Il entraîna le petit homme-rat vers la fosse circulaire. Ce dernier frissonna en voyant qu’elle s’était rouverte, mais en s’approchant, il constata qu’elle n’était plus aussi noire que si elle conduisait dans le plus profond des gouffres, mais qu’au contraire un tourbillon de lumière en émergeait. Quand les deux Skavens furent au bord, Cuelepok fit un geste de la main vers l’ouverture.

 

-         C’a l’air impressionnant comme ça, mais ce n’est pas ce que tu crois. Grâce à ma volonté, ce puits de mort dans lequel tous mes protégés ont péri sous mes yeux est maintenant un noyau de vie. Je te laisse tout ce qui reste de mon pouvoir. Tu pourras t’en servir pour vaincre tes ennemis, et faire triompher la réalité. Tout ce que tu as à faire, c’est sauter dans cette fosse, et rejoindre la lumière.

 

Il regarda Psody droit dans les yeux et articula lentement :

 

-         J’ai maintenant une question, Psody.

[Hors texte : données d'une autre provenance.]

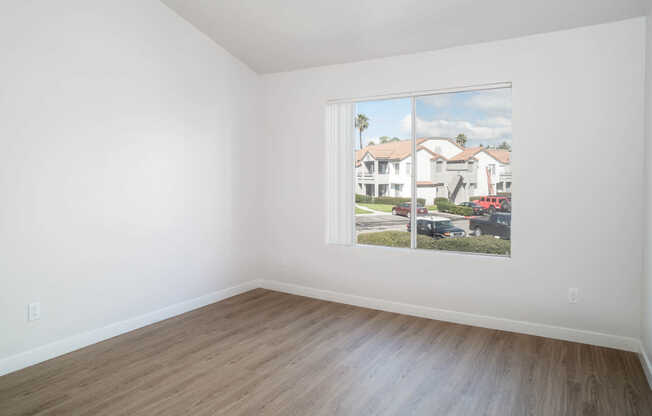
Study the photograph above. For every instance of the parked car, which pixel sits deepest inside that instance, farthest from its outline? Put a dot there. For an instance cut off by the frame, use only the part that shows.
(477, 209)
(498, 224)
(437, 227)
(493, 204)
(404, 209)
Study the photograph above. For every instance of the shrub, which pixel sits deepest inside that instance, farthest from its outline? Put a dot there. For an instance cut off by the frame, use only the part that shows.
(391, 239)
(445, 206)
(485, 244)
(388, 200)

-         Je vous écoute, seigneur Cuelepok.

-         Je t’ai attendu deux mille ans pour que tu donnes vie à mon rêve. J’ai entièrement confiance en toi. Ma question est : es-tu prêt à me rendre cette confiance ?

-         Euh… est-ce que je suis digne de votre confiance ?

-         Bien entendu. Mais pour en bénéficier, il te faut te plier à une condition.

-         Laquelle ?

-         Tu l’as compris au cours de ton voyage ; tu es seul maître de tes actes. Quand nos esprits se sont effleurés, j’ai tout de suite vu que tu étais capable d’accomplir de très grandes choses. Or, elles ne doivent pas partir d’une volonté extérieure, mais du plus profond de ton cœur. Si tu désires fonder une nouvelle Capatec Hanahuac, tu as ma bénédiction. Si tu préfères tout abandonner pour vivre ta vie selon tes désirs, je ne t’en blâmerai pas. « Fais ce que voudras », tu te souviens ?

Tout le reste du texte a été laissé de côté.